Então, quebro o silêncio
da tarde e começo a dialogar com minhas recordações!
Vejo, não muito longe,
algumas crianças comentando, no outro lado do muro, que eu tinha enlouquecido,
pois, elas não entendiam que a solidão é capaz de fazer a pessoa conversar
consigo mesma, sem, no entanto, ter perdido o uso da razão!
Eu estava apenas fantasiando, dando margem aos
caprichos da imaginação!
Ao entregar-me à fantasia
e devaneios, pouco a pouco minha mente sintonizava na linha do tempo, quando,
na adolescência, juntamente com Salta Caminho, regressamos para a cidade, por
haver terminado o período de férias.
Fizemos o trajeto numa
agradável caminhada, seguindo a estrada de ferro, encontramos no percurso
alguns moradores em carro-de-bois, outros em mulas, tomamos um susto quando a
maria-fumaça, fumegante deu um sonoro apito, e, passou comendo terra,
levantando poeira, e, de forma irada cuspia uma solução coloidal de uma fase
dispersa sólida numa dispersora gasosa!
A grande porção de fumo
jogada pela locomotiva, rapidamente desvanecia, só não se evapora as
recordações, em minha mente, dos acontecimentos ocorridos nas semanas
seguintes!
Naquela tarde chegamos
moídos! O cansaço era maior que uma simples fadiga, era como se estivéssemos
exaustos de ser criança! Me despedi de Salta Caminho e fui para o casarão onde
morávamos!
Eu já estava ansioso para
que o próximo dia chegasse, é que começaria o segundo semestre escolar.
Naquela noite, apesar do
cansaço, quase não consegui dormir, o dia fora abrasador, por isso a cama
permanecia quente, não me lembro a que hora dormi, acho que fui vencido pela
fadiga...
A temperatura que me
embalou fazendo-me dormir foi a mesma que me despertou! Eu me sentia com a
sensação de não ter pregado o olho,
por isso, quando Salta Caminho chegou me apressando para ir ao Ginásio, eu
ainda estava meio sonolento. Assim, quase maquinalmente peguei os livros,
cadernos, lápis, borracha e todo material necessário e, parti com meu
amiguinho, rumo ao saber!
- Graveto, o que você está
levando para a merenda? Eu estou levando um sanduíche de queijo de coalho! -
Comentou meu amiguinho!
Eu, por minha vez, peguei
na geladeira uma banana anã, prefiro essa que a prata, é muito saborosa e tem
um cheiro que me deixa com água na boca!
Aquele dia foi muito bom,
me traz boas recordações!
Alguma coisa diferente
estava acontecendo comigo, relutei em contar para Salta Caminho.
Eu não poderia mais me
conter, é que de uma hora para a outra as meninas estavam subindo em meu
conceito!
- Salta Caminho, você viu
a trança de Mariazinha?
- Por acaso sou cego?
Claro que vi!
- Eu não tinha percebido
nas ferrugens do rosto de Rosinha! - Comentei!

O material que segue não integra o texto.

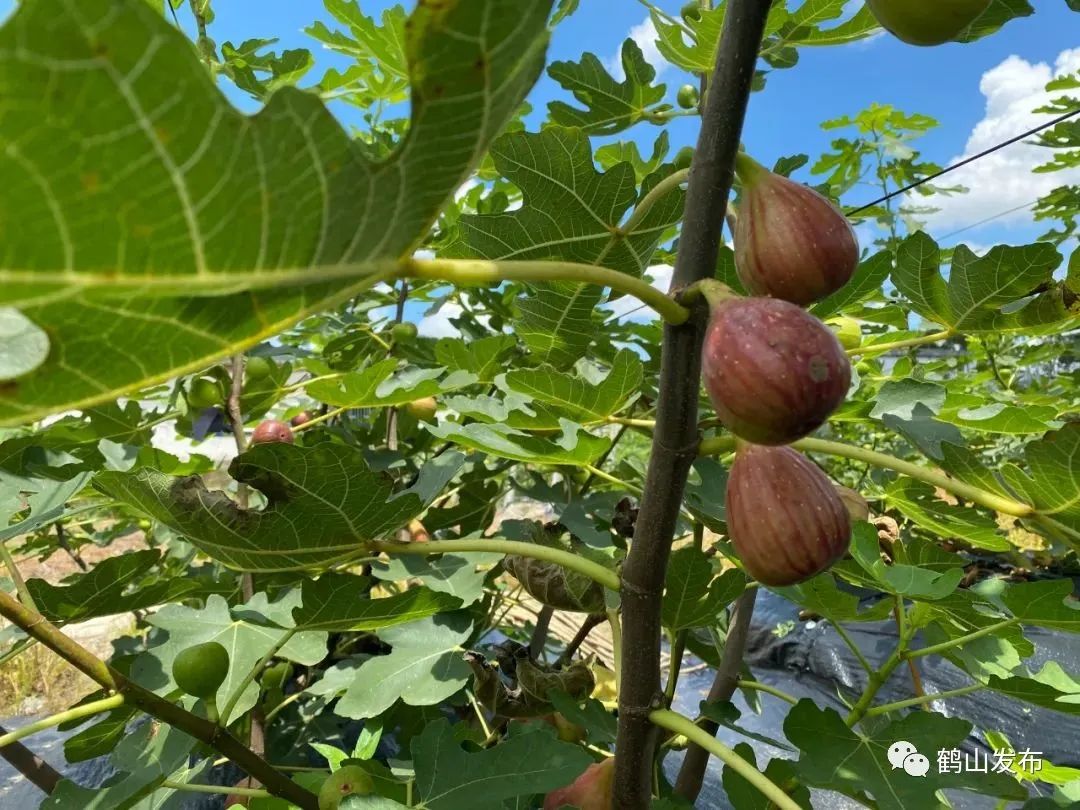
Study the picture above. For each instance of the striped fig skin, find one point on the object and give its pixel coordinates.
(773, 373)
(791, 242)
(785, 517)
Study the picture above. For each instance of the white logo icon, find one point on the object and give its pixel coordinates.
(916, 765)
(899, 752)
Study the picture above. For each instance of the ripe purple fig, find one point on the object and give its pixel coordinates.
(773, 372)
(791, 242)
(785, 517)
(591, 791)
(270, 431)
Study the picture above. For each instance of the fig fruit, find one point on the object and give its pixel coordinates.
(927, 22)
(785, 517)
(403, 333)
(201, 670)
(258, 368)
(847, 331)
(591, 791)
(791, 242)
(856, 505)
(349, 780)
(684, 158)
(422, 409)
(271, 430)
(205, 392)
(688, 96)
(773, 372)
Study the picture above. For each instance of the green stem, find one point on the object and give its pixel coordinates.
(935, 648)
(886, 707)
(201, 729)
(1006, 505)
(474, 271)
(685, 726)
(880, 348)
(758, 687)
(661, 189)
(254, 793)
(568, 559)
(76, 713)
(16, 577)
(254, 673)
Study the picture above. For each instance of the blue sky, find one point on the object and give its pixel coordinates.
(980, 93)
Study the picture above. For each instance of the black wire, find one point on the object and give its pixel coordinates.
(966, 161)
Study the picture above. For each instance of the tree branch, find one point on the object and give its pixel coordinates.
(674, 444)
(692, 773)
(200, 728)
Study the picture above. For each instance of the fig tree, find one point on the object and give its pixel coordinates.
(785, 517)
(422, 409)
(349, 780)
(403, 333)
(927, 22)
(591, 791)
(201, 670)
(688, 96)
(773, 372)
(847, 331)
(205, 392)
(258, 368)
(791, 242)
(272, 430)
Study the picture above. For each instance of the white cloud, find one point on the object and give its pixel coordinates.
(1003, 180)
(645, 35)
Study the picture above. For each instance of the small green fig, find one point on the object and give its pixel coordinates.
(688, 96)
(271, 431)
(423, 409)
(848, 331)
(350, 780)
(927, 22)
(773, 372)
(591, 791)
(205, 392)
(684, 158)
(791, 242)
(403, 333)
(785, 517)
(258, 368)
(201, 670)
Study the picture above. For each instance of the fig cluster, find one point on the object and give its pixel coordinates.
(774, 374)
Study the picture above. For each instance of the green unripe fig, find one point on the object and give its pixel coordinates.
(422, 409)
(684, 158)
(205, 392)
(270, 431)
(688, 96)
(927, 22)
(258, 368)
(847, 331)
(201, 670)
(403, 333)
(348, 781)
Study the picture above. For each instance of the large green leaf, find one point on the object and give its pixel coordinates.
(323, 504)
(984, 294)
(610, 106)
(158, 228)
(532, 761)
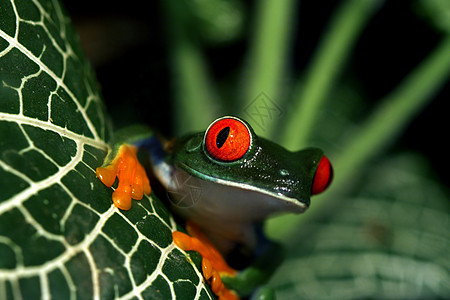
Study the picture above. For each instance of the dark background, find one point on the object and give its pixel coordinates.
(128, 47)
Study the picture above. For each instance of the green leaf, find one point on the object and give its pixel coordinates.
(60, 235)
(389, 240)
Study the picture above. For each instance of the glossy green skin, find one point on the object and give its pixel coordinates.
(266, 166)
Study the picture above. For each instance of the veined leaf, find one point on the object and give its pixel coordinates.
(60, 235)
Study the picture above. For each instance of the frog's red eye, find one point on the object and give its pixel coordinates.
(227, 139)
(323, 176)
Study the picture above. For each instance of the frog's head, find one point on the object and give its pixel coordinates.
(230, 154)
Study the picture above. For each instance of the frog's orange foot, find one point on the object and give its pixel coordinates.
(213, 263)
(133, 181)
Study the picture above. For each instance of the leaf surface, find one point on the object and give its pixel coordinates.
(60, 235)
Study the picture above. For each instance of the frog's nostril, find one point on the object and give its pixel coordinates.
(323, 176)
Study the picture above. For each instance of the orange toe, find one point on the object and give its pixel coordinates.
(133, 180)
(213, 263)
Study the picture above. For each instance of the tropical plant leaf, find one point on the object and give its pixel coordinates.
(382, 243)
(60, 235)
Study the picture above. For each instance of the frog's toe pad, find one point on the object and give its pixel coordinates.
(133, 181)
(212, 266)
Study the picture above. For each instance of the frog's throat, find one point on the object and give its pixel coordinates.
(296, 202)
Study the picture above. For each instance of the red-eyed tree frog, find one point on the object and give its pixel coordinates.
(239, 180)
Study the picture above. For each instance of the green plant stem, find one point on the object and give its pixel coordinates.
(194, 95)
(268, 51)
(379, 131)
(395, 112)
(334, 49)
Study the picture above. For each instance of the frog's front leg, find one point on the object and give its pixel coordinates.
(122, 163)
(226, 282)
(251, 280)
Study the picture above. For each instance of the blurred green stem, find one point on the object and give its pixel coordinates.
(333, 51)
(394, 113)
(194, 95)
(267, 54)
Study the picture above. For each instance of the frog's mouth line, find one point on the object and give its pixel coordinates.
(289, 200)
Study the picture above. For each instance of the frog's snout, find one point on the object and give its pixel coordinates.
(322, 177)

- Pois se prepare, de hoje
em diante você vai querer ficar mais com as fulustrecas
que mesmo comigo!
- Por mais que me agrade
os trejeitos das dondocas, nunca você
deixará de ser meu melhor amigo!
- Sei não! – Comentou
Salta Caminho!
Os dias foram passando
rápido como o trem nos trilhos! Até que um dia a locomotiva parou numa estação
que eu ainda não conhecia, a Estação dos
Sentimentos!
Essa foi uma das
experiências mais confortadora que senti em toda minha vida, aconteceu
exatamente no aurorescer da minha adolescência, quando começaram a fluir
sentimentos que eu não sabia expressar em palavras.
Já são decorridas algumas
décadas, no entanto, quando rebusco na sede das minhas recordações, sinto
fervilhar a mesma disposição afetiva em relação àquela emoção, que na verdade
era um misto de apego e melancolia, num sentimento estranho, que até então, a
mim era desconhecido! Incomodava, mas era gostoso de sentir.
Eu
não sabia o porquê, mas aquele estado de ânimo provocava uma reação intensa e
breve em meu organismo.
Era algo totalmente
inesperado que vinha acompanhado dum estado de afeiçoamento dedicado que, ainda
latente e reprimido, transformava-se em angustia afetiva com conotação, que eu
não sabia definir, se penosa ou agradável!?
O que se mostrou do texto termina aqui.